Monica Goodling, a top adviser to Attorney General Alberto Gonzales and a key player in developing a plan to fire eight fired U.S. attorneys, has resigned.
Goodling found herself at the center of a battle with Congress over her refusal to testify about the firings. Since the scandal broke, she has been on a leave of absence from the Justice Department. The resignation simply formalizes what many people had assumed — that Goodling will not return to her job as liaison to the White House.
Congress has pushed hard for her to testify about the firings. Democrats had pointedly asked Gonzales how a Justice Department staffer could refuse to testify as part of an investigation in which the Justice Department has pledged to cooperate.
Goodling has said through her lawyers that she will invoke her 5th Amendment right not to answer questions about the dismissal. Her lawyers would not comment on the reasons for her resignation.
Goodling is the second senior Gonzales aide to resign in the wake of the furor over the attorney firings. The first was Kyle Sampson, who was Gonzales' former chief of staff. Sampson testified before Congress last week, contradicting some of his former boss's statements on the firings.

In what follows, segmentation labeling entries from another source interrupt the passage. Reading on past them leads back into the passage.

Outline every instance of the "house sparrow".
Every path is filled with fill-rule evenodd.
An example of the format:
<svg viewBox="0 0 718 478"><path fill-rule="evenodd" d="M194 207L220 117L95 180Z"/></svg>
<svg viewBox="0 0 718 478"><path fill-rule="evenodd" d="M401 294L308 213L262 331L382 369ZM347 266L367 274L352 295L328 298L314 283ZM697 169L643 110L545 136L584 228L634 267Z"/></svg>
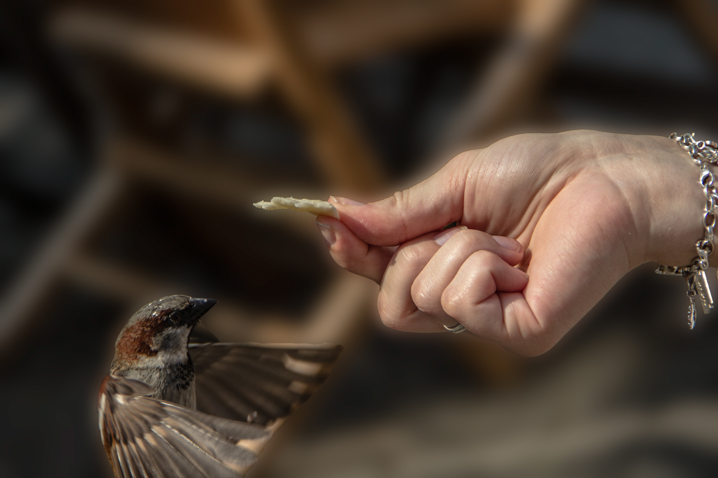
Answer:
<svg viewBox="0 0 718 478"><path fill-rule="evenodd" d="M117 337L98 411L118 478L243 476L341 351L196 339L195 326L216 302L164 297Z"/></svg>

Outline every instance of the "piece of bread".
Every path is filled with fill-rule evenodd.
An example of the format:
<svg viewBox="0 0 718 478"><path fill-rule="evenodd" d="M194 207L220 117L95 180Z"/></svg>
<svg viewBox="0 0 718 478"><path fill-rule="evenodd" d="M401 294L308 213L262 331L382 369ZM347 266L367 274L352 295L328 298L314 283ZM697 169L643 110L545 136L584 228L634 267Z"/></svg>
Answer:
<svg viewBox="0 0 718 478"><path fill-rule="evenodd" d="M294 199L294 197L272 197L271 201L254 203L255 207L273 211L277 209L291 209L294 211L311 212L315 216L320 214L339 219L337 208L330 202L320 200Z"/></svg>

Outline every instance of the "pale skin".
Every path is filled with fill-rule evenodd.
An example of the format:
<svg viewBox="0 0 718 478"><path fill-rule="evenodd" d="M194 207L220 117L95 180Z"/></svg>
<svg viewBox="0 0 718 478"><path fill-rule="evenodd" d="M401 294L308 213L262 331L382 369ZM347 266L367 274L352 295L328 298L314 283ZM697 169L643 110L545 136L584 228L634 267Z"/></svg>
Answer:
<svg viewBox="0 0 718 478"><path fill-rule="evenodd" d="M458 322L537 355L632 268L691 263L703 235L699 173L668 138L519 135L381 201L332 197L341 220L317 225L337 263L381 285L388 327Z"/></svg>

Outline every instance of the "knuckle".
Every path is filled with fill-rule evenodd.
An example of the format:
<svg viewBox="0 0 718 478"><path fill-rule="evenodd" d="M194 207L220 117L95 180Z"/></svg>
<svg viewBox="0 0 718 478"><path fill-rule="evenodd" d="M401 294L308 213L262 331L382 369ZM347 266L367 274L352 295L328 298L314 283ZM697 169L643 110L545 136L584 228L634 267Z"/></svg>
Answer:
<svg viewBox="0 0 718 478"><path fill-rule="evenodd" d="M376 306L379 312L379 319L381 322L390 329L400 330L404 321L401 315L398 313L394 307L392 307L391 301L384 299L381 294L377 300Z"/></svg>
<svg viewBox="0 0 718 478"><path fill-rule="evenodd" d="M414 301L416 308L422 312L432 314L434 310L434 293L430 288L424 283L417 284L416 282L411 286L411 300Z"/></svg>
<svg viewBox="0 0 718 478"><path fill-rule="evenodd" d="M466 309L466 297L455 290L447 289L442 294L442 308L452 317L462 316Z"/></svg>
<svg viewBox="0 0 718 478"><path fill-rule="evenodd" d="M471 255L475 266L480 268L490 268L496 264L496 260L500 258L490 250L477 250Z"/></svg>
<svg viewBox="0 0 718 478"><path fill-rule="evenodd" d="M396 262L400 264L413 264L421 258L421 250L413 245L406 245L396 251Z"/></svg>

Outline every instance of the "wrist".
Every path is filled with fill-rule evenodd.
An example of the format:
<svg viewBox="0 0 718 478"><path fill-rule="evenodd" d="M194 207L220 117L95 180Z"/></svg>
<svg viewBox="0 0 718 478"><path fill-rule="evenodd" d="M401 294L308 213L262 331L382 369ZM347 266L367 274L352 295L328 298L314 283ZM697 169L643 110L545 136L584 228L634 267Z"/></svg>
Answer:
<svg viewBox="0 0 718 478"><path fill-rule="evenodd" d="M674 140L656 137L656 144L655 172L646 187L651 212L646 260L688 266L696 258L696 242L704 233L701 168Z"/></svg>

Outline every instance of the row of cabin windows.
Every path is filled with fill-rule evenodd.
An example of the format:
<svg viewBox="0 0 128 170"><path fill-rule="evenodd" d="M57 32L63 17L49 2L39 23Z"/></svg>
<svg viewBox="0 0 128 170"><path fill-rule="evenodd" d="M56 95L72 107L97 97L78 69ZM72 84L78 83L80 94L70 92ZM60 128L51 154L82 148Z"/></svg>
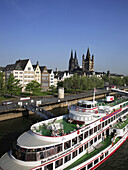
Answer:
<svg viewBox="0 0 128 170"><path fill-rule="evenodd" d="M91 162L90 164L87 165L87 169L91 169L93 167L93 165L96 165L97 163L99 163L103 158L108 156L108 151L105 152L105 154L102 154L100 157L98 157L97 159L94 160L94 162ZM80 170L86 170L86 166Z"/></svg>
<svg viewBox="0 0 128 170"><path fill-rule="evenodd" d="M101 138L101 134L98 136L98 139L100 139L100 138ZM94 142L96 142L96 141L97 141L97 137L94 138ZM72 154L69 154L69 155L65 156L64 158L61 158L61 159L57 160L57 161L55 162L55 168L58 168L58 167L60 167L61 165L63 165L63 159L64 159L64 163L67 163L68 161L71 160L71 155L72 155L72 159L75 158L75 157L78 155L78 153L79 153L79 154L82 153L84 150L86 150L86 149L88 148L89 145L91 146L92 144L93 144L93 140L91 140L90 142L84 144L84 145L81 146L79 149L77 149L76 151L74 151ZM105 153L105 154L106 154L106 153ZM107 154L106 154L106 156L107 156ZM102 156L100 157L100 160L102 160L103 158L104 158L104 155L102 155ZM97 162L98 162L98 161L97 161ZM95 164L96 164L96 160L95 160ZM89 164L89 166L90 166L90 164ZM52 164L49 164L49 165L47 165L47 166L44 167L44 170L52 170L52 169L53 169L53 163L52 163Z"/></svg>
<svg viewBox="0 0 128 170"><path fill-rule="evenodd" d="M85 133L79 135L78 137L75 137L72 139L72 144L71 144L71 140L67 141L64 143L64 150L68 149L72 146L74 146L75 144L81 142L83 139L85 139L86 137L90 136L94 133L97 132L97 130L101 129L104 126L106 126L108 123L112 122L113 120L115 120L115 118L120 117L122 114L126 113L128 111L128 108L125 109L124 111L118 113L117 115L111 117L110 119L104 121L102 124L95 126L94 128L90 129L89 131L86 131ZM98 135L98 140L101 138L101 134ZM94 142L97 141L97 137L94 138ZM90 145L93 144L93 140L91 140ZM40 160L40 159L44 159L44 158L48 158L52 155L55 155L59 152L62 152L62 144L60 145L56 145L50 148L43 148L43 150L41 151L41 149L37 149L35 151L30 151L30 150L25 150L24 148L13 148L13 155L19 159L19 160L23 160L23 161L36 161L36 160Z"/></svg>
<svg viewBox="0 0 128 170"><path fill-rule="evenodd" d="M109 124L110 122L114 121L116 118L120 117L122 114L124 114L127 111L128 111L128 108L125 109L124 111L118 113L116 116L113 116L113 117L109 118L108 120L104 121L102 124L99 124L98 126L95 126L94 128L90 129L89 131L86 131L85 133L79 135L78 138L77 137L73 138L72 146L74 146L78 142L81 142L83 139L87 138L88 136L92 135L93 133L97 132L98 130L100 130L101 128L103 128L104 126ZM100 138L99 136L98 136L98 139ZM71 140L65 142L65 144L64 144L64 149L68 149L69 147L71 147Z"/></svg>

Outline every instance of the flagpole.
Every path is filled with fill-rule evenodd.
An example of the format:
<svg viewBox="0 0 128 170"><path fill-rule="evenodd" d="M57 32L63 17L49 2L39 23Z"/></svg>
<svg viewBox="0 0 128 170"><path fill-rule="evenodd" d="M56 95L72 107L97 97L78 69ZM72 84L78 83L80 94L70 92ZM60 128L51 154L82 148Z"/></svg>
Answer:
<svg viewBox="0 0 128 170"><path fill-rule="evenodd" d="M95 88L94 88L94 93L93 93L93 103L95 101Z"/></svg>

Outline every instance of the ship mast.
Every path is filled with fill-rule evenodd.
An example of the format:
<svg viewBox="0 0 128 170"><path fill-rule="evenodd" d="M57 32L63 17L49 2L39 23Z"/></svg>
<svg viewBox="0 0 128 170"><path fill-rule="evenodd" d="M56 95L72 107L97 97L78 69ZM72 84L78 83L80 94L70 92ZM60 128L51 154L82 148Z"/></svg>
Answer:
<svg viewBox="0 0 128 170"><path fill-rule="evenodd" d="M93 103L95 102L95 92L96 92L96 89L94 88L94 92L93 92Z"/></svg>

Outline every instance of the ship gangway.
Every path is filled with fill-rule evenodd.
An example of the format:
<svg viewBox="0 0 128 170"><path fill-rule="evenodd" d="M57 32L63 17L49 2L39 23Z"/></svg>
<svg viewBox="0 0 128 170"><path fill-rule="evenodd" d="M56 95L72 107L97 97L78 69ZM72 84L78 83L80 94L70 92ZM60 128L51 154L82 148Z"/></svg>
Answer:
<svg viewBox="0 0 128 170"><path fill-rule="evenodd" d="M120 90L120 89L116 89L116 88L111 88L111 91L117 92L117 93L121 93L121 94L124 94L124 95L128 96L128 92L124 91L124 90Z"/></svg>
<svg viewBox="0 0 128 170"><path fill-rule="evenodd" d="M46 110L44 110L38 106L35 106L33 104L24 105L24 108L29 111L34 112L35 114L39 115L40 117L42 117L45 120L56 117L53 113L46 111Z"/></svg>

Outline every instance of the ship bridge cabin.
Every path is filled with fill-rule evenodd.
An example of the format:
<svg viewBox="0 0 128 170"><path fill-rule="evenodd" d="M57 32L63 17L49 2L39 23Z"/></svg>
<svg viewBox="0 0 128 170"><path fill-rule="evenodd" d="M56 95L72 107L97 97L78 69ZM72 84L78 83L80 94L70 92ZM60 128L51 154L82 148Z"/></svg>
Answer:
<svg viewBox="0 0 128 170"><path fill-rule="evenodd" d="M97 102L96 101L81 100L81 101L78 101L77 106L86 109L86 111L91 111L91 110L96 109Z"/></svg>
<svg viewBox="0 0 128 170"><path fill-rule="evenodd" d="M88 124L94 121L99 116L98 107L96 101L78 101L77 106L69 106L69 119L73 123ZM95 115L95 117L94 117Z"/></svg>

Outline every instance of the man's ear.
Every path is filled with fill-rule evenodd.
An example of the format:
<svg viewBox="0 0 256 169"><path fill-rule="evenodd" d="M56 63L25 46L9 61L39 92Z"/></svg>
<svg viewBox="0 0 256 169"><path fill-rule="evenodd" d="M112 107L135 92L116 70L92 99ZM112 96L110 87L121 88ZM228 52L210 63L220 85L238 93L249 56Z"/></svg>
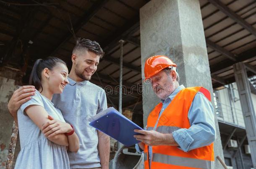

Goodling's testimony was sought because she was in a unique position to know how significant a role the White House played in orchestrating the firings and what the attorney general knew about the White House's role. She began her leave of absence when the scandal broke.
In her resignation letter, Goodling called her time at the Justice Department an honor. "May God bless you richly as you continue your service to America," she told the attorney general.